In order to educate people about the salamander, the city fosters programs for kids and classes at the springs. In addition, Dries said they hold event days, such as Austin Nature Day, when people can come out and see the sites and the salamanders up close.

"When you do that, when you see something and get an idea of what it really lives in, it gives most people a better visual idea of what does an aquifer do and what's out here and how precious it is," said Dries.

Dries said knowing how good the habitat is for the salamander shows how good it is for other animals, which will help keep the habitat stable for the future.

"If a habitat naturally has a lot of different species in it, you would hope that it would be that way. You can't just focus on the salamander, because that won't be stable."

The goal is for the population to be stable for at least a hundred years, and the less human management they need, the better. Because in the wild, they don't really need us, she said.

Dries also prefers being in the wild to being in an office. She said when she was doing her post-doctoral research on fruit flies she discovered that difference from her colleagues: that she wanted to be an 'outdoor biologist.'

"I was always the person saying, lets go out to the vineyard and collect some flies in the wild," she said. "They'd just look at me like, 'Oh, give me a break.'"

Sunken garden

After she has finished surveying the Eliza Springs, Dries has one more site to check, the Sunken Garden. But before she moves on, she does one more thing.

"I like to come down and look at a salamander, because it makes me feel good," she said.

The Sunken Garden site where Dries goes next is tucked on the far side of the springs near the baseball fields. Sunken Garden is halfway between what Eliza was and what Eliza is, Dries said, and the city is working to get Sunken Garden to the environmental level Eliza is at.

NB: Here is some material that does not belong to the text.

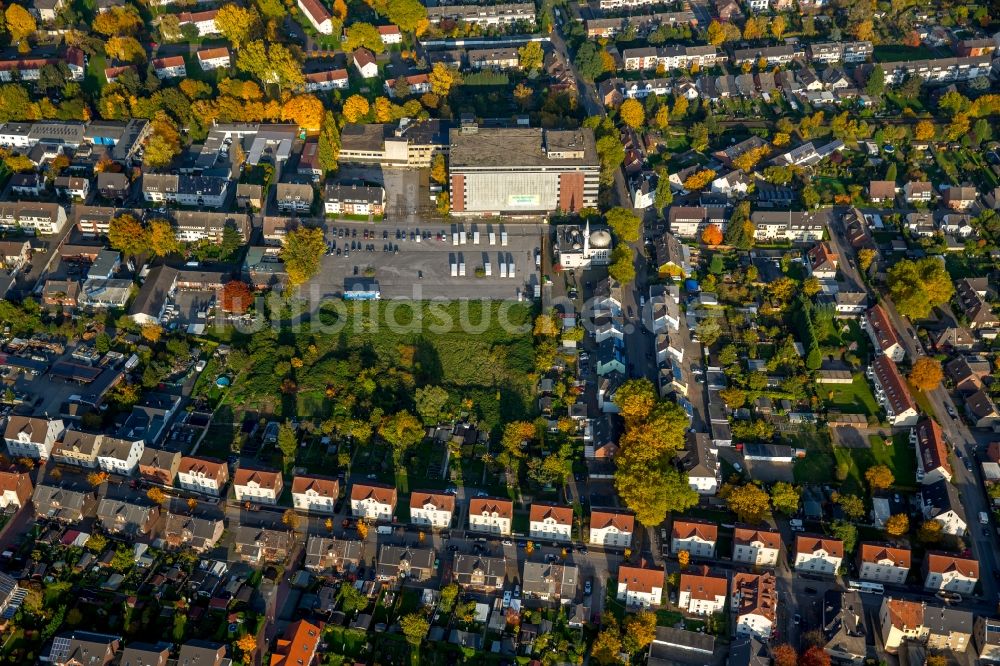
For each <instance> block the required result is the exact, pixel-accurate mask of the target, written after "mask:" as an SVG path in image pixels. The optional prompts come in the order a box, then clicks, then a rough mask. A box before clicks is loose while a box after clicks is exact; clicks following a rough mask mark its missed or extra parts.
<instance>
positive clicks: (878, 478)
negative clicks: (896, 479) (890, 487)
mask: <svg viewBox="0 0 1000 666" xmlns="http://www.w3.org/2000/svg"><path fill="white" fill-rule="evenodd" d="M865 479H866V480H867V481H868V485H869V486H871V489H872V490H873V491H874V490H885V489H886V488H889V487H890V486H892V484H893V483H895V482H896V477H894V476H893V475H892V470H891V469H889V468H888V467H887V466H885V465H873V466H871V467H869V468H868V469H867V470H865Z"/></svg>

What the city is doing at Sunken Gardens and the other sites is not restoring the habitat, but reconstructing it, Dries said. The salamanders and humans have been living together for about a hundred years, and it would be unreasonable to expect to completely restore it and infeasible to get people out of the Barton Springs environment.

"Change happens slowly in animals. and it happens over lifetimes - multiple lifetimes - generations and generations," Dries said. "So changing something really quickly, there is a lot of risk of it being detrimental in the short term. And when you don't have that many animals to begin with, that risk is a little too much to take."